RELATOR:Gab. 31 - DES. FED. DALDICE SANTANA
APELANTE: INSTITUTO NACIONAL DO SEGURO SOCIAL - INSS
APELADO: ADEFONSINA ALVES DE OLIVEIRA
Advogado do(a) APELADO: FRANCISCO CARLOS LOPES DE OLIVEIRA - MS3293-A
R E L A T Ó R I O
Trata-se de apelações interpostas em face da sentença que julgou procedente os pedidos da
autora para declarar a inexigibilidade dos débitosdecorrentes da revisão administrativa do
benefício NB 41/130.345.182-1, bem como determinou a exclusão do nome da autora do
Cadastro Informativo de Débitos Não Quitados do Setor Público Federal (CADIN).
Determinação de expedição de ofício ao respectivo órgão de restrição ao crédito para exclusão
da restrição.
Inconformado, o Instituto Nacional do Seguro Social (INSS) apela asseverando, em síntese, que
o recebimento indevido de benefício deve ser, independentemente de boa-fé da parte, objeto de
ressarcimento, pouco importando se a concessão tenha advindo de erro administrativo ou não,
visto que há expressa previsão legal de restituição no artigo 115, II, da Lei n. 8.213/1991, de
modo que é perfeitamente possível a cobrança dos valores recebidos indevidamente pela parte
autora.
Com contrarrazões, os autos subiram a esta Corte.
Apreciado tema repetitivo relacionado a este processo, a suspensão foi levantada e os autos
vieram conclusos.
É o relatório.
DECLARAÇÃO DE VOTO
O Exmo.
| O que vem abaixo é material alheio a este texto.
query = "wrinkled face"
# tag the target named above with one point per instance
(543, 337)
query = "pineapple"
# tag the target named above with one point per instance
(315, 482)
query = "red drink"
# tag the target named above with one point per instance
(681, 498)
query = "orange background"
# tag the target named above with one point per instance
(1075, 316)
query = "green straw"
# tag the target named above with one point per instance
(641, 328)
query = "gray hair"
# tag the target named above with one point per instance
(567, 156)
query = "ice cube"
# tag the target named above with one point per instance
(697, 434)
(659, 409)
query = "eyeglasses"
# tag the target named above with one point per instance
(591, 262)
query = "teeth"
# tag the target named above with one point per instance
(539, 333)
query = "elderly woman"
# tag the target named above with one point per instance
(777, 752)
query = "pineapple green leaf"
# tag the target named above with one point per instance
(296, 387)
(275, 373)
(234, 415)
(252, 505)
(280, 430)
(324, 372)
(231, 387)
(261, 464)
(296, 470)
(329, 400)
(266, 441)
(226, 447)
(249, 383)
Desembargador Federal Gilberto Jordan:
Com a devida vênia, divirjo da e. Relatora.
A teor do conjunto probatório constante nos autos, entendo pela possibilidade de manutenção
da sentença de procedência, para o fim de declarar “a inexigibilidade do débito referente ao
benefício de aposentadoria rural (NB 130.345.182-1), no valor de R$ 72.379,83 (Setenta e dois
mil, trezentos e setenta e nove reais e oitenta e três centavos), bem como determino a exclusão
do nome da autora do Cadastro Informativo de Débitos Não Quitados do Setor Público Federal
– CADIN”.
O processo administrativo colacionado demonstra que o benefício de aposentadoria por idade
rural foi concedido, com DIB em 22.02.05, pela Agência de Aparecida do Taboado/MS. O
resumo de cálculo demonstra reconhecimento de labor rural desenvolvido pela autora, nascida
em 06.11.49, nos períodos de 01.01.79 a 30.11.81; 01.12.81 a 30.11.89; 01.08.72 a 30.05.74 e
de 01.09.76 a 31.12.78, nas Fazendas Santa fé e Cupins (ID 3614102, p. 35).
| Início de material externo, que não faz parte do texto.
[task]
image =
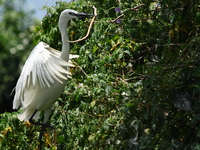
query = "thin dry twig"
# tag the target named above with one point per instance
(117, 18)
(88, 32)
(81, 70)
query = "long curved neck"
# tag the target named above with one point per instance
(65, 45)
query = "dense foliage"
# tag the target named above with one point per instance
(136, 84)
(15, 44)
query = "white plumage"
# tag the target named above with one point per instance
(44, 74)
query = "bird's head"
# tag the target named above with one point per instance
(70, 14)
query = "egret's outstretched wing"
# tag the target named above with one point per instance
(42, 68)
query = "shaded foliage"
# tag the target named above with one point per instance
(140, 85)
(15, 43)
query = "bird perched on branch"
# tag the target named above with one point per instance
(44, 74)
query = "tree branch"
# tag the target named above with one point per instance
(88, 32)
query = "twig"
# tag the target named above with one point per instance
(117, 18)
(88, 32)
(81, 70)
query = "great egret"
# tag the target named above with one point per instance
(43, 76)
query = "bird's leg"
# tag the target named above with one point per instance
(43, 127)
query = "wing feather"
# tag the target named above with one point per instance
(42, 68)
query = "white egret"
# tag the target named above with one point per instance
(44, 74)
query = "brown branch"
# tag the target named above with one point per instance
(81, 70)
(117, 18)
(88, 32)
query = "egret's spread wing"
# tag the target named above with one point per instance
(41, 69)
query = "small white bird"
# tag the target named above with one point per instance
(44, 74)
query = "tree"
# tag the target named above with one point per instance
(15, 43)
(140, 85)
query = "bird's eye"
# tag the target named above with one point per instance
(71, 13)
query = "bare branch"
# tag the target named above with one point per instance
(117, 18)
(81, 70)
(88, 32)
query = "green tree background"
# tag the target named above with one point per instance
(140, 85)
(16, 26)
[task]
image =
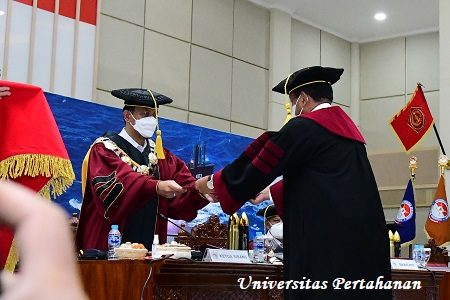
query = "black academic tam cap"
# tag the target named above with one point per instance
(309, 76)
(269, 211)
(141, 97)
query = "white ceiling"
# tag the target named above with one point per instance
(353, 20)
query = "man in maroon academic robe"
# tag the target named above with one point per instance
(129, 183)
(334, 224)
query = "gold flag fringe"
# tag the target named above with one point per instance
(58, 169)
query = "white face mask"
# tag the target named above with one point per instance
(277, 230)
(145, 126)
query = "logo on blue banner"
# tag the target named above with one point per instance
(406, 216)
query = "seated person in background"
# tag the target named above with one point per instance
(48, 269)
(273, 226)
(129, 181)
(4, 91)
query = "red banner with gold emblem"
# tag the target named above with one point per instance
(413, 121)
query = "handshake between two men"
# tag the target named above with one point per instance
(171, 189)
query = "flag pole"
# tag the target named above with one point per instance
(412, 170)
(439, 139)
(435, 128)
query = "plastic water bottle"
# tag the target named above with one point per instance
(154, 246)
(114, 240)
(418, 255)
(258, 248)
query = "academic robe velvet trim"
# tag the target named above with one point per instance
(256, 146)
(276, 191)
(336, 120)
(98, 211)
Ao que se depreende do Relatório Individual emitido em 04.06.14, pela Gerência Executiva do
INSS de Campo Grande/MS, a autarquia, em reanálise às peças concessórias e os dados
constantes no CNIS, vislumbrou, em resumo, as seguintes irregularidades quando da
concessão do benefício (ID 3614102, p. 37):
Ausência de pesquisa CNIS ao processo, para verificar a existência de vínculos urbanos.
Ausência de pesquisa no sistema PLENUS;
Não comprovou o efetivo exercício de atividade rural em período imediatamente anterior ao
requerimento, na forma da legislação vigente à época da concessão;
Não consta Declaração do Sindicato Rural e nem Entrevista Rural;
Tempo considerado no Resumo de Tempo de Contribuição, 01/08/72 a 30/05/74; 01/09/76 a
31/12/78; 01/01/79 a 30/11/81 e de 01/12/81 a 30/11/89, sem efetiva comprovação.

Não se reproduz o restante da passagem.